Tesla has postponed its highly anticipated Signature Edition delivery event that was scheduled for May 12 at the Fremont factory. The company sent a brief email to attendees today — just three days before the event — offering no explanation and no new date.
The last-minute postponement is leaving buyers who already spent thousands of dollars on plane tickets and hotel reservations holding the bag.
A two-sentence email for a $159,420 event
Tesla’s email to invitees, which was shared on social media by Brooks Weisblat of DragTimes, reads in its entirety: “The Signature Edition Delivery Event scheduled for May 12, 2026, has been postponed. We apologize for any inconvenience.”
That’s it. No reason given, no rescheduled date, no mention of reimbursement for travel costs.
Brooks from Drag Times, who had already booked flights and accommodations, posted on X: “Spent thousands on this trip… @Tesla.”
He’s far from alone. The event was invite-only for the 350 buyers who ordered the limited Signature Edition vehicles — 250 Model S and 100 Model X units priced at $159,420 each. Many of these buyers have taken time off and booked travel from across the country to attend what Tesla billed as “an invite-only celebration of the first of the last deliveries of Model S and Model X Signature Edition — ever.”
Owners in the replies were not kind. One wrote that Tesla should “compensate owners or hold the event on the originally planned date.”
Tesla’s pattern of last-minute event changes
This is far from the first time Tesla has pulled the rug on a scheduled event.
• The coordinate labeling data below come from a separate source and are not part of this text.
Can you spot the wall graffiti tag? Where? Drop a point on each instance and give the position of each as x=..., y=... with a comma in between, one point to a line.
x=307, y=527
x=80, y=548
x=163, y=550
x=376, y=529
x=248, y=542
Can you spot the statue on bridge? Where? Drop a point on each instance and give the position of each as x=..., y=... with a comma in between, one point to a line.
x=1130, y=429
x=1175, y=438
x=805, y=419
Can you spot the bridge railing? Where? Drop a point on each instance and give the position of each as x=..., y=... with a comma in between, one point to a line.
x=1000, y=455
When the company was preparing to deliver the first Model S Plaid in 2021, it delayed the delivery event by a week because Elon Musk said it needed “one more week of tweak.” Tesla also pushed back the Robotaxi unveiling from August to October 2024 to allow more time to build prototypes.
But those delays came with at least some explanation. This time, Tesla gave its highest-spending customers — people who just paid $159,420 for a collector’s car and signed a no-resale agreement with a $50,000 penalty — nothing more than a generic two-sentence apology.
The timing makes the lack of communication even worse. Three days’ notice is not enough to cancel or change most airline bookings without penalties. Some attendees were likely already in transit or had already arrived in the Bay Area.
What happens next?
Tesla hasn’t said when the event will be rescheduled. The company also hasn’t indicated whether the postponement affects the actual delivery timeline for the Signature Edition vehicles, or if buyers will still receive their cars on or around the original schedule.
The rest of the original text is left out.